Nanobubble technology — nanoscopic gaseous (typically air) cavities in aqueous solutions that have the ability to change the normal characteristics of water — has transformed wastewater treatment industries around the world. Research into new applications for nanobubbles suggests that many industries, including aquaculture, could benefit from this innovative, non-chemical disinfection technology. This project proposes to assess whether nanobubble technology can reduce pathogens on a farm during a disease outbreak; improve the efficacy of vaccines; reduce the level of antibiotics in the aquatic environment during therapeutic treatments; and improve the growth rate of fish and shrimp in Asia.

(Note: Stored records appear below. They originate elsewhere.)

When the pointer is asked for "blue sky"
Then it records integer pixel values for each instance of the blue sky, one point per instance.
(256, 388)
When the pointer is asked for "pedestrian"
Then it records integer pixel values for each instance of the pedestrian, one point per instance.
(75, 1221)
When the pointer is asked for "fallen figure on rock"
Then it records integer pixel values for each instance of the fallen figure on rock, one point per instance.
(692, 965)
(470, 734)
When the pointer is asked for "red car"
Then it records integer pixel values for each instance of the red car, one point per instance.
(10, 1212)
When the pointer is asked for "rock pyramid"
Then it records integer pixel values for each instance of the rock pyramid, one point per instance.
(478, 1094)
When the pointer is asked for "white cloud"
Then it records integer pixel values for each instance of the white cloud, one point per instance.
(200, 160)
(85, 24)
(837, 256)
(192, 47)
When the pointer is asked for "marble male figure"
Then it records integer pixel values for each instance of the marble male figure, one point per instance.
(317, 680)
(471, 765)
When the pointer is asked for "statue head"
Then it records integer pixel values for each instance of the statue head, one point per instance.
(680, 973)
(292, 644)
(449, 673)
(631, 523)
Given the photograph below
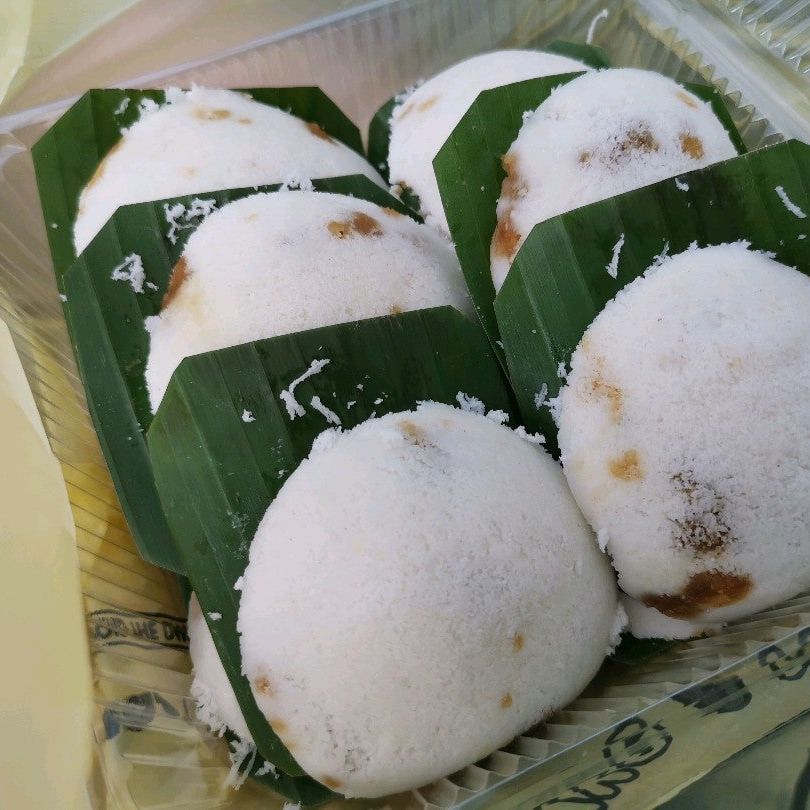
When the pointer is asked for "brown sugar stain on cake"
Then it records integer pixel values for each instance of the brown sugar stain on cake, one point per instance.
(506, 238)
(210, 114)
(638, 140)
(414, 434)
(366, 225)
(703, 528)
(691, 145)
(180, 273)
(704, 591)
(627, 467)
(279, 726)
(360, 224)
(599, 387)
(687, 99)
(319, 132)
(263, 686)
(513, 185)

A series of laboratory and field experiments on fresh and saltwater aquatic animal pathogens will be conducted in Hong Kong, Thailand, and Vietnam to determine the effect of nanobubble technology on different types of aquaculture systems. The impact of exposure to nanobubbles on the health and growth of fish and shrimp will be assessed, as well as the potential for the technology to reduce the level of antimicrobials detected in water after metaphylactic treatments. This project has the potential to significantly reduce the use of antimicrobials in aquaculture and it will provide farmers with a tool to reduce exposure to pathogens on farms, improve vaccine efficacy, enhance growth without the use of antimicrobials, and bind and remove antimicrobials that leach out of medicated feed during therapeutic treatments.